Oghena, Andrew (Chevron U.S.A. Inc.) | Zhou, Dengen (Chevron U.S.A. Inc.) | Fitzmorris, Robert (Chevron U.S.A. Inc.) | Chawathe, Adwait (Chevron U.S.A. Inc.) | Colina, Julio De La (Chevron U.S.A. Inc.) | Orribo, Jose (Chevron U.S.A. Inc.) | Gentry, Michael (Chevron U.S.A. Inc.)
Huge oil resources have been discovered in the Wilcox Trend fields of Deepwater Gulf of Mexico (GOM). The Wilcox Trend fields are ultra-high pressure and high temperature, highly undersaturated, low permeability reservoirs typically with moderate to high oil viscosities. As a result of the unfavorable rock and fluid properties coupled with anticipated large well spacing due to high well cost, the estimated primary recovery factor with artificial lift is on the order of 10 – 15%. Incremental recovery factors from water injection are forecast from 2 – 5% due to anticipated limited injectivity increasing the total oil recovery factor (primary plus secondary) to 12 – 20%. Miscible gas was thoroughly studied to determine if it could significantly increase the oil recovery factors forecast for secondary recovery.

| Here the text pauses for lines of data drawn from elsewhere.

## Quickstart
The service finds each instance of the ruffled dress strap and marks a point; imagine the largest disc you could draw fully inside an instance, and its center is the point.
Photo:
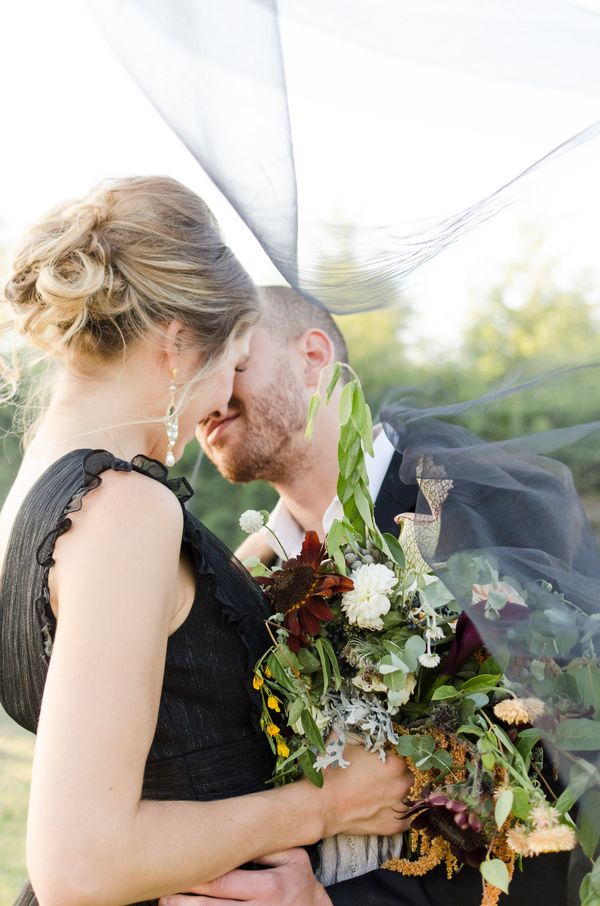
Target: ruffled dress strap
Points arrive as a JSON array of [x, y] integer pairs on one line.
[[95, 462]]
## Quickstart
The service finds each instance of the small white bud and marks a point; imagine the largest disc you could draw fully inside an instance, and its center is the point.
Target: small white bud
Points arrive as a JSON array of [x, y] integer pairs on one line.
[[251, 521]]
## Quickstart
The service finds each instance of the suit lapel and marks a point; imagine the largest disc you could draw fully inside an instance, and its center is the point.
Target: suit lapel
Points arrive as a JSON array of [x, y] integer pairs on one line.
[[394, 497]]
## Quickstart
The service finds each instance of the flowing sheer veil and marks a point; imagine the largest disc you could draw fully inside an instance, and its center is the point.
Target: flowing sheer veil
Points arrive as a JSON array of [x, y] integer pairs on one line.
[[283, 102]]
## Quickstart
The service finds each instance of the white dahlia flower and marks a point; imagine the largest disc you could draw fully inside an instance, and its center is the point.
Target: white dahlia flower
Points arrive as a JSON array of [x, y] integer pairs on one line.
[[368, 601], [251, 521]]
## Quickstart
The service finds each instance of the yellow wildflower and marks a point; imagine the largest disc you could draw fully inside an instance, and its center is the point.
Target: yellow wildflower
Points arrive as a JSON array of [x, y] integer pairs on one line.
[[282, 749], [512, 711], [552, 839], [516, 837]]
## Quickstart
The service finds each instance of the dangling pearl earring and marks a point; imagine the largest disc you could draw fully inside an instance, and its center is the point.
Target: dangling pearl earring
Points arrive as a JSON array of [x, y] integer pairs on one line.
[[172, 422]]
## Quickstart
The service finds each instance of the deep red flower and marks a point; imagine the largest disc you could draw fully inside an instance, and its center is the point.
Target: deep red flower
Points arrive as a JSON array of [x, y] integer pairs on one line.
[[301, 590], [442, 815], [466, 636]]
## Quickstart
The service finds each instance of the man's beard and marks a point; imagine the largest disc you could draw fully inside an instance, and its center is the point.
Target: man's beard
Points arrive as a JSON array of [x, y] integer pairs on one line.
[[272, 446]]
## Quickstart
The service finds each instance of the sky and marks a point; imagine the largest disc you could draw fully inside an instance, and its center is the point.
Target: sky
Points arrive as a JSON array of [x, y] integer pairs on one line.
[[72, 116]]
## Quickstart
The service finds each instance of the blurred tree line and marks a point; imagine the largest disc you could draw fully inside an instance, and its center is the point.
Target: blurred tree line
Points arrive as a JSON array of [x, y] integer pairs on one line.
[[527, 324]]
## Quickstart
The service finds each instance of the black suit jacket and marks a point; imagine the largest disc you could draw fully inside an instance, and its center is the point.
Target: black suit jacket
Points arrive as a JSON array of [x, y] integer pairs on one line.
[[544, 879]]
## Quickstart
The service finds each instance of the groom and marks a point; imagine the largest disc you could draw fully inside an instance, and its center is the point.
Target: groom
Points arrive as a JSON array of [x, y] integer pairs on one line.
[[261, 436]]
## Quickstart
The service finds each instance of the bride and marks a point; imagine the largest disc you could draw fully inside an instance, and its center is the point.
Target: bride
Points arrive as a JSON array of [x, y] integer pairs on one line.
[[128, 631]]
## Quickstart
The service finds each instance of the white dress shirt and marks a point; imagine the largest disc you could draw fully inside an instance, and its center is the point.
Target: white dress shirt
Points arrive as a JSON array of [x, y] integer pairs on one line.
[[291, 534]]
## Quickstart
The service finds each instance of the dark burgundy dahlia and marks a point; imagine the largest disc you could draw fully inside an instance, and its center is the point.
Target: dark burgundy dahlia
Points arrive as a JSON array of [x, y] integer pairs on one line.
[[302, 590]]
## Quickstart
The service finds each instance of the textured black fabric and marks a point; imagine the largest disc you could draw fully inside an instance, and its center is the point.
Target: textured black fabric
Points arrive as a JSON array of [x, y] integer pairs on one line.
[[394, 497], [207, 743]]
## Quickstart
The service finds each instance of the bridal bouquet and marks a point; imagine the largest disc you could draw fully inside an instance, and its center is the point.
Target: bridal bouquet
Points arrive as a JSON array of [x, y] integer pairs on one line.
[[369, 645]]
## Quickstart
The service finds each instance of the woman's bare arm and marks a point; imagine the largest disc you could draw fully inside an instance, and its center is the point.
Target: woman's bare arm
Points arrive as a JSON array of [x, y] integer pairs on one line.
[[92, 841]]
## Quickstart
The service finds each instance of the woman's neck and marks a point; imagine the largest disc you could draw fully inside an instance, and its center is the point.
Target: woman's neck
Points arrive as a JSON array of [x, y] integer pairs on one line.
[[115, 414]]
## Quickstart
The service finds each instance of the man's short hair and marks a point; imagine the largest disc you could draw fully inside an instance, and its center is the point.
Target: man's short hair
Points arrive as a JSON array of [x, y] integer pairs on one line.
[[289, 315]]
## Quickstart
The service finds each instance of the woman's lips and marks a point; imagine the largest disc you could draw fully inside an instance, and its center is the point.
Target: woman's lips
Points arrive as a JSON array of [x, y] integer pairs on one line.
[[217, 431]]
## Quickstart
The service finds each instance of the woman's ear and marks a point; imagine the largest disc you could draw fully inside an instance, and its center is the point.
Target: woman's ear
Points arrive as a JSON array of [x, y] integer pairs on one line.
[[318, 351]]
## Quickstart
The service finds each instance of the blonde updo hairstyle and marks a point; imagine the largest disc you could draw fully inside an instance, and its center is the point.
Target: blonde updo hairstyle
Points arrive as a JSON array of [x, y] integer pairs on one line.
[[97, 274]]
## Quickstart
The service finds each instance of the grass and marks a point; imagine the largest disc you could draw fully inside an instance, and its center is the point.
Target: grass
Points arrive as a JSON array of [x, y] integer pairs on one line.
[[16, 751]]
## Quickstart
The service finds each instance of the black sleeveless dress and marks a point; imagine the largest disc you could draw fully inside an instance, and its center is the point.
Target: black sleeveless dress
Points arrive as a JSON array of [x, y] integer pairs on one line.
[[208, 743]]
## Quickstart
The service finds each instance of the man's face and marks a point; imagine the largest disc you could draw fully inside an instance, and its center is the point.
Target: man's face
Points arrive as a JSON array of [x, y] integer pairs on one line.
[[262, 433]]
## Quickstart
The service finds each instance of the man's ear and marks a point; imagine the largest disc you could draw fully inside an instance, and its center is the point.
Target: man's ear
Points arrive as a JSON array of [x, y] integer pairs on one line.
[[318, 351]]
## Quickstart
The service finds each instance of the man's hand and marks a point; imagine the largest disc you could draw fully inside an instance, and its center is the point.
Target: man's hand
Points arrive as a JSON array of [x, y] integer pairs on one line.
[[289, 881]]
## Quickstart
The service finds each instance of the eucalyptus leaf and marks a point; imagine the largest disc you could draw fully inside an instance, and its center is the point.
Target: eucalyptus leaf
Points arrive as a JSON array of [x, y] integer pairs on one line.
[[483, 682], [495, 873], [589, 891], [307, 761], [503, 807], [444, 692], [416, 746], [587, 678], [520, 806], [395, 550], [346, 397], [364, 506]]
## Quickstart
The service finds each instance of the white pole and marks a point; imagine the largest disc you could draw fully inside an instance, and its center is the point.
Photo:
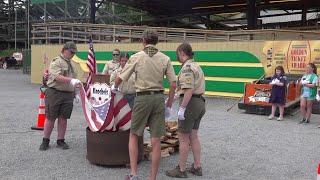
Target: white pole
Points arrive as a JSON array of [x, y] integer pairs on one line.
[[28, 24], [45, 12], [15, 30]]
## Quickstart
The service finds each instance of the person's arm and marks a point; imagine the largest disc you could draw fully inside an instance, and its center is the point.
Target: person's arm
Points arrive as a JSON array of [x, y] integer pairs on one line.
[[126, 71], [187, 96], [105, 69], [56, 72], [314, 83], [113, 77], [61, 78], [172, 90], [171, 77]]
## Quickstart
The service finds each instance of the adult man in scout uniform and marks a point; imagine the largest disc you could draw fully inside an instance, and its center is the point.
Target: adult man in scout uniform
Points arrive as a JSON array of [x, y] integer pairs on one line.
[[150, 67], [59, 95], [126, 87], [112, 65], [190, 86]]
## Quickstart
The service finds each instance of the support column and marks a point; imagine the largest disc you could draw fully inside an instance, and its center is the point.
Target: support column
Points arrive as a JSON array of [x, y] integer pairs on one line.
[[252, 14], [93, 11], [304, 16]]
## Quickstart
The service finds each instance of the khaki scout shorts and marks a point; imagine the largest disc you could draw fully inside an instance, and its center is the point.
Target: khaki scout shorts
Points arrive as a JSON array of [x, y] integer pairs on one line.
[[58, 104], [193, 114], [148, 109]]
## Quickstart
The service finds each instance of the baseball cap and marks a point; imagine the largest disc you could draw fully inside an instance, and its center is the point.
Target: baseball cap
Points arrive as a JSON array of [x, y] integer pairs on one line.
[[150, 34], [71, 45]]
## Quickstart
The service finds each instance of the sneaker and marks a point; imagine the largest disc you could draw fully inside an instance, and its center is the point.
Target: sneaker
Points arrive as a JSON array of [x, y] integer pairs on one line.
[[280, 118], [45, 144], [270, 117], [131, 177], [176, 172], [302, 121], [197, 172], [62, 144]]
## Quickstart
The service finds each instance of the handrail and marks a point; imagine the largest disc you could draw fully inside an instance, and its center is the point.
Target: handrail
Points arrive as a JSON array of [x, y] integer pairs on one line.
[[61, 31]]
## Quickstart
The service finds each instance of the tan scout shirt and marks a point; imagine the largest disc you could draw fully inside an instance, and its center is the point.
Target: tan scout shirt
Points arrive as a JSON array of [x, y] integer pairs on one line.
[[149, 70], [191, 76], [110, 67], [126, 87], [64, 67]]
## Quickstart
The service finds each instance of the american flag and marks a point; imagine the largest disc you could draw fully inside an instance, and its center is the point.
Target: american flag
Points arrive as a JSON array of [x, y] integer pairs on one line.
[[112, 115], [92, 66]]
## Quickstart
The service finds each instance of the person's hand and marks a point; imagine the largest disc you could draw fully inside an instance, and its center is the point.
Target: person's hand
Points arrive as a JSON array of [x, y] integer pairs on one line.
[[167, 113], [75, 82], [304, 82], [176, 96], [181, 113], [77, 98], [114, 89], [272, 82]]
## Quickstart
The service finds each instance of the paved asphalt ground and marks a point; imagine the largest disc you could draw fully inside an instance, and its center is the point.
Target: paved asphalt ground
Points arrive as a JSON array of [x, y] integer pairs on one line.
[[235, 145]]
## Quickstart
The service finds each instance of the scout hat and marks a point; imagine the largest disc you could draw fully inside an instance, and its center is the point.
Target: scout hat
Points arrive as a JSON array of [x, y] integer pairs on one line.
[[71, 45], [150, 34]]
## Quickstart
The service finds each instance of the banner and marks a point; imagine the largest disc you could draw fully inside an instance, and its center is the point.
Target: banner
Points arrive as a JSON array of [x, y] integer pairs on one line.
[[293, 56], [44, 1]]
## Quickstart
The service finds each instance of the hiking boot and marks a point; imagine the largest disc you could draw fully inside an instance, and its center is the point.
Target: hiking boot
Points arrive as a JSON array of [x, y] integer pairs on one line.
[[302, 121], [176, 172], [197, 172], [45, 144], [61, 144], [270, 117], [131, 177]]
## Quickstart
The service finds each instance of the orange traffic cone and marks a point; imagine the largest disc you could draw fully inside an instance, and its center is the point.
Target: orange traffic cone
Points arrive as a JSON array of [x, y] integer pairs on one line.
[[41, 114]]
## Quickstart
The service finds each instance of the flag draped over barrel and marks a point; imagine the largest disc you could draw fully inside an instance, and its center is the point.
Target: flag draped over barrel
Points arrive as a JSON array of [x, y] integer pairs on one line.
[[112, 115], [92, 66]]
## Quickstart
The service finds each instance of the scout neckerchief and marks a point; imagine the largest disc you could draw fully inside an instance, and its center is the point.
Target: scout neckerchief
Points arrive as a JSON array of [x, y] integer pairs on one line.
[[69, 64], [151, 50]]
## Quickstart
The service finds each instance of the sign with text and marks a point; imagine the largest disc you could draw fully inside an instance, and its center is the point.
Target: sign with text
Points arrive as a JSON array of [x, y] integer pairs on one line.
[[44, 1], [293, 56]]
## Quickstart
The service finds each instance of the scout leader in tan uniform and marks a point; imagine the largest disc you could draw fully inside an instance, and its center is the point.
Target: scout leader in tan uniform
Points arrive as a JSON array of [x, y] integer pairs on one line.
[[126, 87], [150, 67], [59, 95], [190, 86], [112, 65]]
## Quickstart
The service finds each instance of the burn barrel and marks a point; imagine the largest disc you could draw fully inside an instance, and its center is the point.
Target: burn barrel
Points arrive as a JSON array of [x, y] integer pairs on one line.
[[110, 148]]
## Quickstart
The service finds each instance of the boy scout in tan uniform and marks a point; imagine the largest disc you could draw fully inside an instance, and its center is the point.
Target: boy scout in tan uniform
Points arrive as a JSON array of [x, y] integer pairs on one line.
[[112, 65], [126, 87], [59, 95], [190, 86], [150, 66]]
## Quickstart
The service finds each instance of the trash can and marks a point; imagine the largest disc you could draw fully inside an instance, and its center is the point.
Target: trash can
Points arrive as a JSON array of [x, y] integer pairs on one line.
[[110, 148]]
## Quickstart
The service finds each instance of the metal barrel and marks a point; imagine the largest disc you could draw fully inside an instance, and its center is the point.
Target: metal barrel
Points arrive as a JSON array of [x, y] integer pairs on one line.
[[110, 148]]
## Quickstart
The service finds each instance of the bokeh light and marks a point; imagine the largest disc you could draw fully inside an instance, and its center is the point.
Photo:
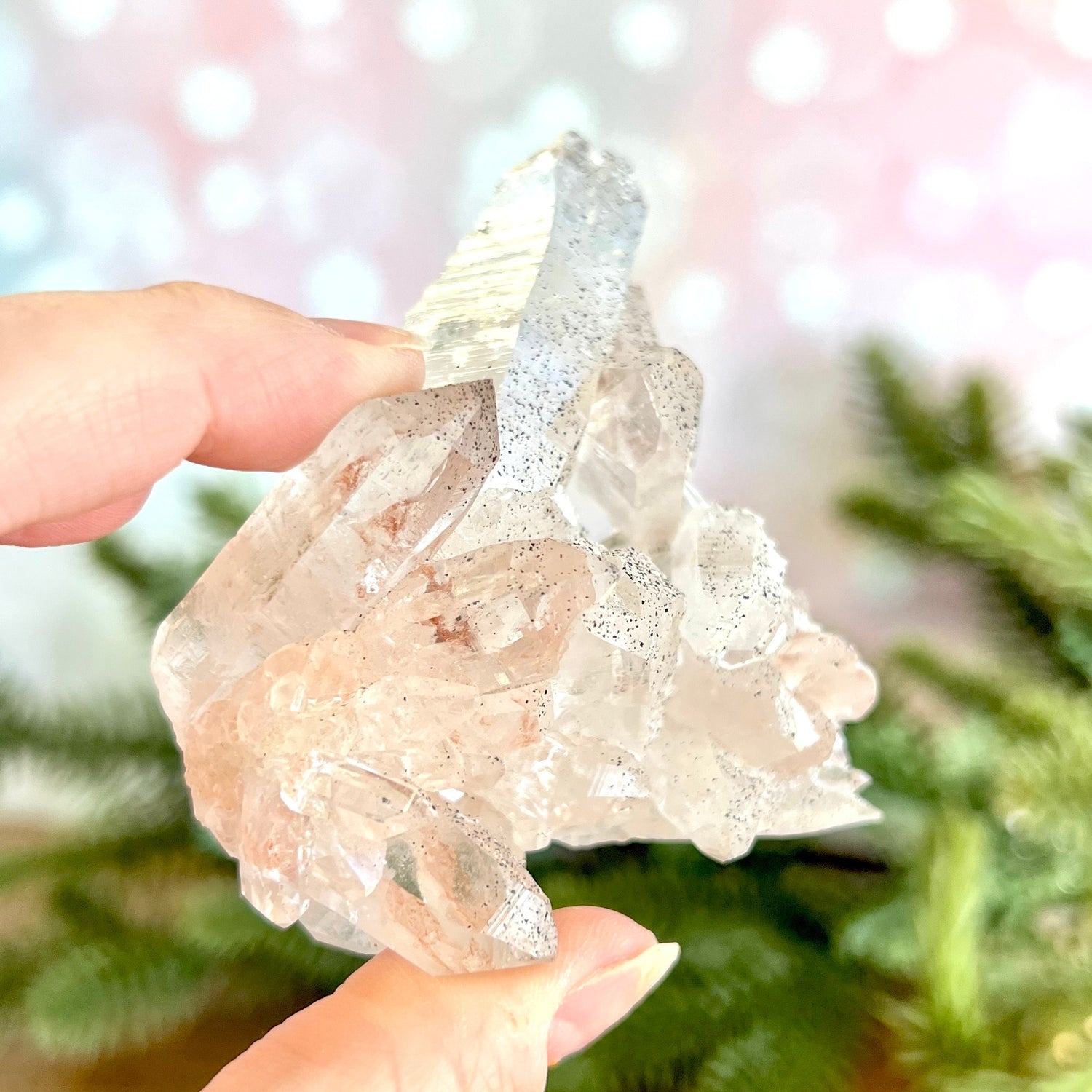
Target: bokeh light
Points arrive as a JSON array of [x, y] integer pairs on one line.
[[921, 28], [314, 13], [649, 35], [1072, 24], [1059, 297], [699, 301], [216, 102], [82, 19], [344, 285], [437, 30], [814, 296], [233, 196], [24, 220], [943, 199], [791, 65]]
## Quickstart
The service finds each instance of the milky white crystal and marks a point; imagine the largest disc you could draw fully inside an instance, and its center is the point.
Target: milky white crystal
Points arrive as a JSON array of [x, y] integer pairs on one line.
[[495, 614]]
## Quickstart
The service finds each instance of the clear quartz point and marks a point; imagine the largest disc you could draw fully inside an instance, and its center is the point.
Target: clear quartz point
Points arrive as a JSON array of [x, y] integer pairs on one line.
[[496, 613]]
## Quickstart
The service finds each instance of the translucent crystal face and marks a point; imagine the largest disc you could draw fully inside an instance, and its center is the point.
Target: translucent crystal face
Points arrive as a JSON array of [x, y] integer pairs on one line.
[[495, 614]]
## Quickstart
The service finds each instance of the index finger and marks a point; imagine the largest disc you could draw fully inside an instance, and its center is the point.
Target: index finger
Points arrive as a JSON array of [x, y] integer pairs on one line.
[[103, 393]]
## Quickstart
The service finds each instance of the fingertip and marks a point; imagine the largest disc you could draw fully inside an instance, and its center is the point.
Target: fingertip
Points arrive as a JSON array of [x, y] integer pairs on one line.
[[81, 529]]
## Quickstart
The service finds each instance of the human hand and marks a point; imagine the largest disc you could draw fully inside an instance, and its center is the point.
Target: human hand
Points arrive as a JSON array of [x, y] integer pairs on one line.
[[102, 395]]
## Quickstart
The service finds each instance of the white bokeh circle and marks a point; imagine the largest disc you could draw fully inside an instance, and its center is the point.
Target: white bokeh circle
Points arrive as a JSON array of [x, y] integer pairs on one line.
[[921, 28], [83, 19], [24, 220], [216, 102], [649, 35], [790, 65], [699, 301], [437, 31], [344, 284], [233, 196], [1057, 297]]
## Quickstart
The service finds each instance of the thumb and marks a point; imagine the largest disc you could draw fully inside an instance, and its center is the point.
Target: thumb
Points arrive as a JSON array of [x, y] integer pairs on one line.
[[392, 1028]]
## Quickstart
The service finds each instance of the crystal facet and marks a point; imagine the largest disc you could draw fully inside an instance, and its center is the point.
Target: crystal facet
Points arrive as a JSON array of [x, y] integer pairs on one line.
[[495, 614]]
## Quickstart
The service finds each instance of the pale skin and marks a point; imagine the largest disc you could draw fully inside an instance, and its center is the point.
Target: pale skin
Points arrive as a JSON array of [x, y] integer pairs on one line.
[[102, 395]]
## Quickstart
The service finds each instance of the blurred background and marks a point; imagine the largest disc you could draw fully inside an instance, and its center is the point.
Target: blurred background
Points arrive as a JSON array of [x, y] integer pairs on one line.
[[814, 170], [817, 172]]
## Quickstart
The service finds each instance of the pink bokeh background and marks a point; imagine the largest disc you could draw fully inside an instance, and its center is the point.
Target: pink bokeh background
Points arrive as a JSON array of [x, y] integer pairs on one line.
[[816, 170]]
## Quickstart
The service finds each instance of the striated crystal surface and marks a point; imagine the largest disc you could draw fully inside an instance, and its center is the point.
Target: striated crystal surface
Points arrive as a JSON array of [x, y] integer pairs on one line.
[[496, 613]]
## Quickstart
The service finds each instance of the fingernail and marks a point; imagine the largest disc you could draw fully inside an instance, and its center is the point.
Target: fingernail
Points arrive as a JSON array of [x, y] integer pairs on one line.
[[609, 995], [376, 333]]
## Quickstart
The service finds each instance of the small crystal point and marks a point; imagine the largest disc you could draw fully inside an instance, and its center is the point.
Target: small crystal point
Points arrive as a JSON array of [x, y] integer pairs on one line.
[[495, 613]]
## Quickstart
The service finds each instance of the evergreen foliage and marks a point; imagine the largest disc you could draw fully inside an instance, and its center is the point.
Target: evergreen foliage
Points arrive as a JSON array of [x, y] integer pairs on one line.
[[954, 939]]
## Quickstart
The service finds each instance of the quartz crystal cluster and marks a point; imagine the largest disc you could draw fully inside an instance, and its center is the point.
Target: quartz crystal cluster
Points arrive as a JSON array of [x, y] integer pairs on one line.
[[495, 614]]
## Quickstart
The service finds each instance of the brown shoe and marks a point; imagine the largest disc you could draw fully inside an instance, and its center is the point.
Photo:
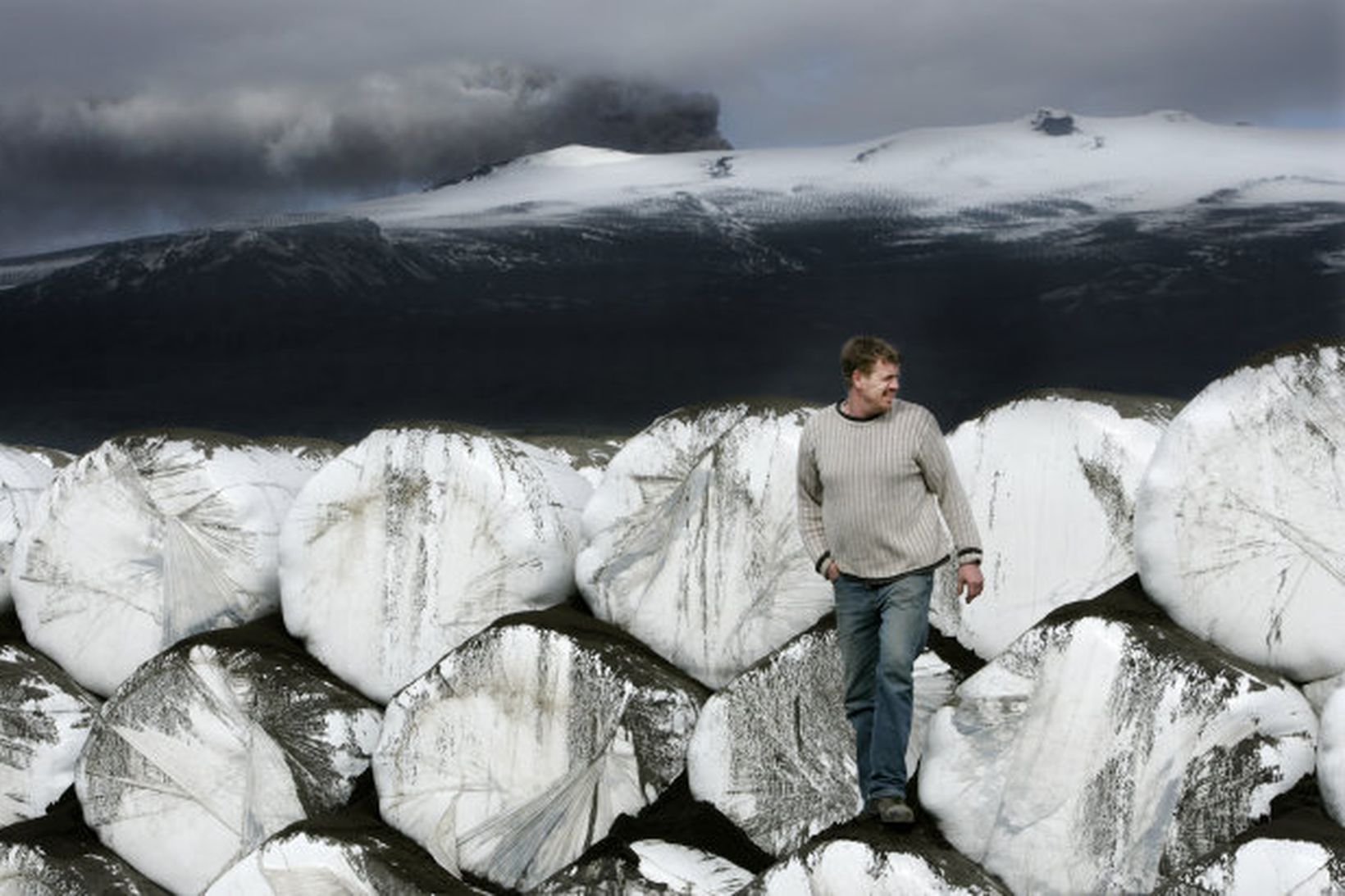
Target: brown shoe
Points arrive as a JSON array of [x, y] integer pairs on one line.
[[893, 810]]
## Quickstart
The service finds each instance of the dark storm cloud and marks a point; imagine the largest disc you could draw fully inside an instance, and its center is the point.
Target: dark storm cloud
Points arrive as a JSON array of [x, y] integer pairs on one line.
[[130, 115], [90, 168]]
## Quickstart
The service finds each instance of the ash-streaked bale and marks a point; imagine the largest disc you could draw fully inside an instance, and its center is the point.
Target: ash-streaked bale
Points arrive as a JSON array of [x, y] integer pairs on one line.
[[691, 539], [1330, 757], [773, 751], [149, 539], [1240, 516], [849, 866], [58, 856], [44, 720], [1052, 480], [217, 744], [518, 749], [23, 476], [649, 868], [336, 854], [416, 539], [1107, 748], [1265, 866], [590, 455]]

We have carried out detailed miscible gas injection studies for six Wilcox Trend fields. Results from these field case studies demonstrate that miscible gas injection has the potential to increase the total oil recovery factor to 15 – 25% or 5 – 10% incremental above that forecast for primary depletion with artificial lift. The increase in the oil recovery from gas injection is from the improved reservoir processing rates and high local recovery efficiency of miscible displacement processes. In addition, the increase in oil recovery is due to higher oil production rates because of gas injection supporting reservoir pressure and providing natural gas lift. The GOM Wilcox field gas injection displacement process will be implemented as a secondary recovery process (before waterflood) rather than tertiary method (after waterflood).
This paper will report a new systematic workflow for integrating ultra-high pressure laboratory PVT and slim tube data and high resolution mega static earth-models into compositional reservoir simulation models for assessing gas injection displacement processes in these reservoirs. Wilcox reservoir simulation performance results will be presented for primary depletion with artificial lift, water flooding, gas injection, and gas followed by water injection and vice versa. The major uncertainties and their effect on incremental oil recovery from gas injection, resolutions to barriers to Deepwater gas injection projects, and key enabling technology developments for the ultra-high pressure miscible gas injection process will be discussed. We will end our presentation with a description of future plans for a number of GOM Deepwater Wilcox trend fields under consideration for gas injection development.